Curioso: la madrina de la calle resulta la prostituta, esa mujer de mala vida que a uno le ofrece la buena vida. Su contraria: la madrina de la casa, de pureza diplomada en bondad. Aún en tiempos de escasez, la madrina es atenta al gesto, el buen gusto y el chart. En el barrio-barrio, la madrina es el estilo, el único pedigree y no interesa que la familia quede ubicada en la misma calle del pecado. La identidad de la madrina sí: debe habitar a la vereda de la virtud. Es común en las bodas católicas que después de la novia, la segunda fémina es la madrina. Madrina de abolengo suele ser la madre del novio. No tanto la tía. Menos la hermana. La recién casada podrá salir con fallas de fábrica o con un pasado travieso y tramposo. La madrina jamás.

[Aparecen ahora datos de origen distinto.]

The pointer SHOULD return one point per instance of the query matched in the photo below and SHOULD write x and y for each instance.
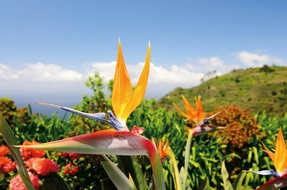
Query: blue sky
(49, 48)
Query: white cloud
(6, 73)
(258, 60)
(211, 62)
(40, 72)
(205, 65)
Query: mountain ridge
(254, 89)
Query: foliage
(249, 89)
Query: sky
(49, 48)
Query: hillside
(255, 89)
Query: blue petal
(115, 122)
(94, 116)
(265, 172)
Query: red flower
(17, 184)
(4, 150)
(6, 165)
(28, 153)
(70, 169)
(72, 155)
(42, 166)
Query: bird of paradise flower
(279, 158)
(117, 141)
(198, 116)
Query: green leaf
(237, 184)
(116, 175)
(225, 175)
(204, 185)
(109, 142)
(10, 140)
(132, 167)
(55, 182)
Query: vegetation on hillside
(254, 89)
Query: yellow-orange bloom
(124, 99)
(162, 147)
(279, 157)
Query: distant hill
(255, 89)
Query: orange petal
(189, 109)
(122, 87)
(199, 110)
(140, 89)
(280, 153)
(271, 154)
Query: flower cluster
(6, 164)
(37, 165)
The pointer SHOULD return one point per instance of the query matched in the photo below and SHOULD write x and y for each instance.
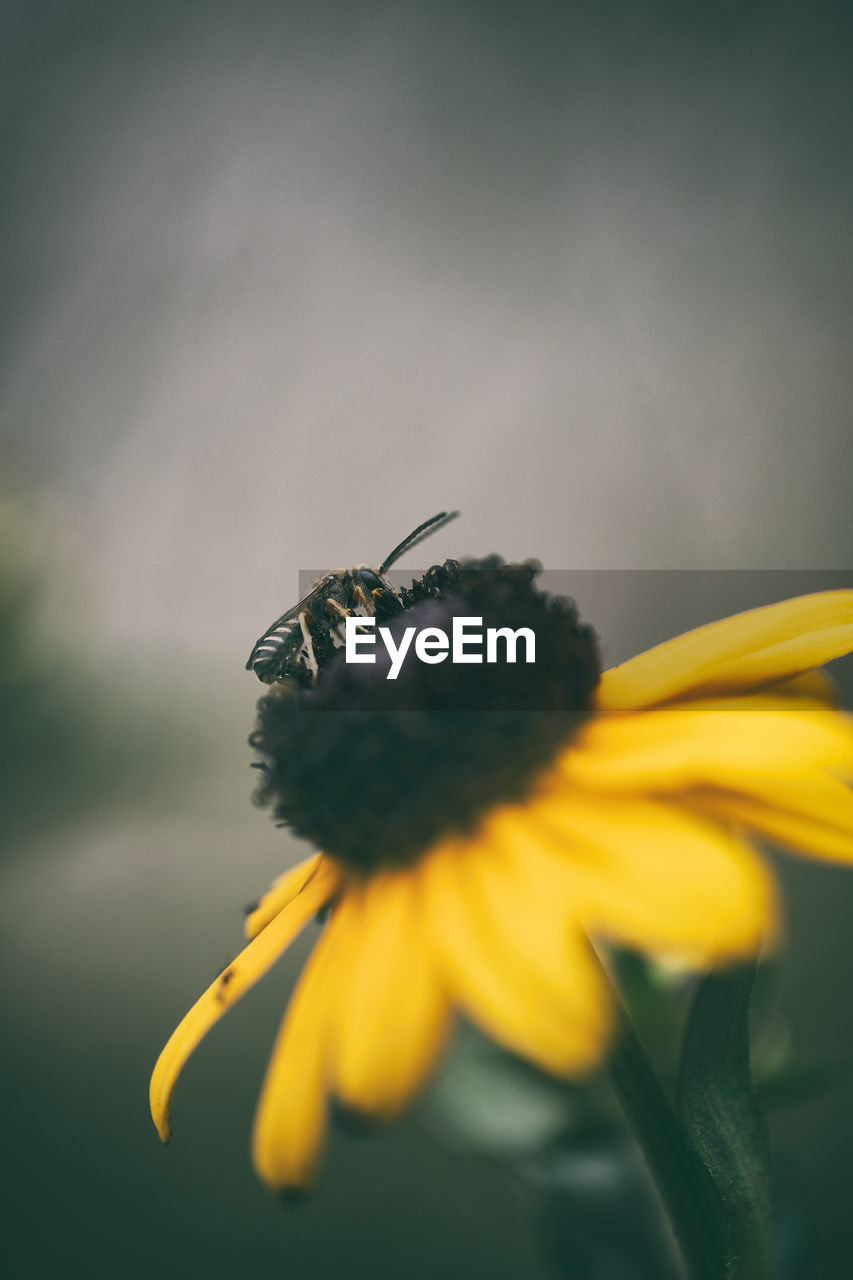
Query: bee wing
(286, 617)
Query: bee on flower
(482, 827)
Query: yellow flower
(635, 832)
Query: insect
(300, 643)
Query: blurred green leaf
(723, 1118)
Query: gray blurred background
(279, 282)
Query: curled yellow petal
(697, 744)
(657, 877)
(283, 890)
(501, 964)
(812, 814)
(233, 982)
(393, 1015)
(744, 652)
(290, 1121)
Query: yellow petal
(284, 888)
(811, 685)
(512, 961)
(229, 986)
(697, 744)
(656, 877)
(739, 653)
(290, 1121)
(812, 814)
(393, 1015)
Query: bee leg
(308, 648)
(361, 598)
(386, 603)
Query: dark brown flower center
(374, 771)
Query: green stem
(688, 1194)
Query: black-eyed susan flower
(475, 840)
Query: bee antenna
(429, 526)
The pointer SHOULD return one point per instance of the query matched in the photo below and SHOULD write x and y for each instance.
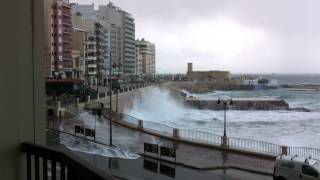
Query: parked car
(296, 168)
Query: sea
(291, 128)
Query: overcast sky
(243, 36)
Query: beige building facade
(207, 75)
(146, 58)
(79, 53)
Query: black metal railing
(46, 163)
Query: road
(203, 162)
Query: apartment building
(122, 38)
(79, 52)
(146, 58)
(97, 60)
(61, 63)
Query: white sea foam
(281, 127)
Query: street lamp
(111, 66)
(225, 103)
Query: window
(288, 165)
(307, 170)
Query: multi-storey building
(88, 26)
(146, 62)
(61, 63)
(122, 38)
(102, 51)
(79, 52)
(97, 57)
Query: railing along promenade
(200, 137)
(204, 138)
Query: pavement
(188, 155)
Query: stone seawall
(240, 104)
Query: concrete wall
(22, 114)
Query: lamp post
(112, 66)
(110, 108)
(225, 103)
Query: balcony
(92, 65)
(91, 58)
(92, 72)
(63, 165)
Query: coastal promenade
(193, 156)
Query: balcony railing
(52, 164)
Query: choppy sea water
(280, 127)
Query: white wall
(22, 58)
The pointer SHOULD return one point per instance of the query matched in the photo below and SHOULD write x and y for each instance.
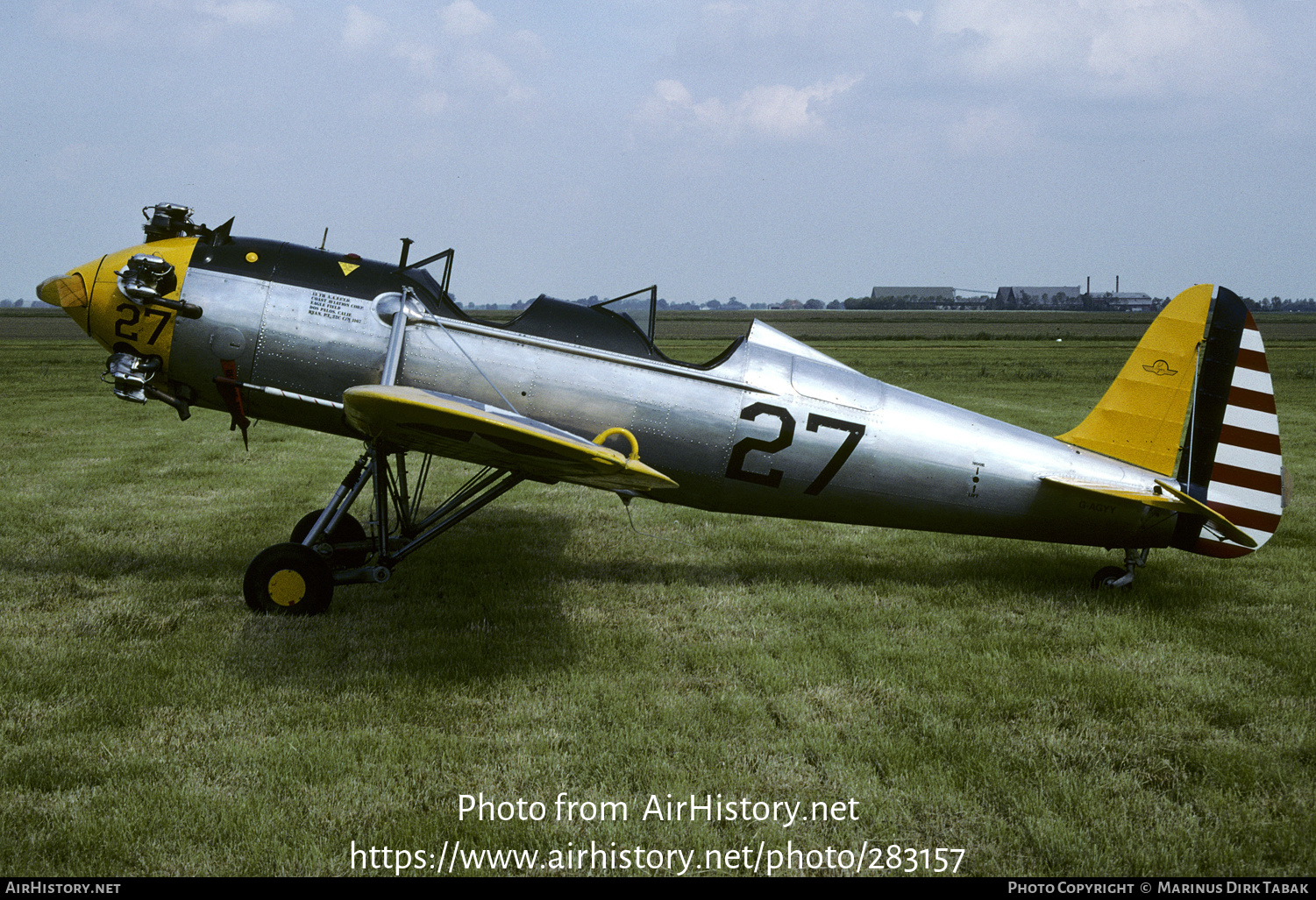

Una madrina de la clase alta sirve para el decoro. La de clase baja, para el auspicio. La madrina de barrio debe regular la exhibición púdica de un clan, cuidar que la mujer disimule su esclavitud al hogar, su dependencia al marido, su devoción pasiva a las modas. A diferencia de la comadre, una madrina –cama adentro– existe sólo para salvar a los justos de la cintura para abajo –los matrimonios deberán ser inmaculados–, y para ordenar las direcciones de la tolerancia. A uno le puede faltar un padrino y sobrevive, pero si no tiene madrina –la mujer que asume el activo y el pasivo de la moral familiar— puede fracasar. Las hadas eran, antes que cualquier cosa, la forma y el estilo. Por eso las hadas siempre han sido madrinas.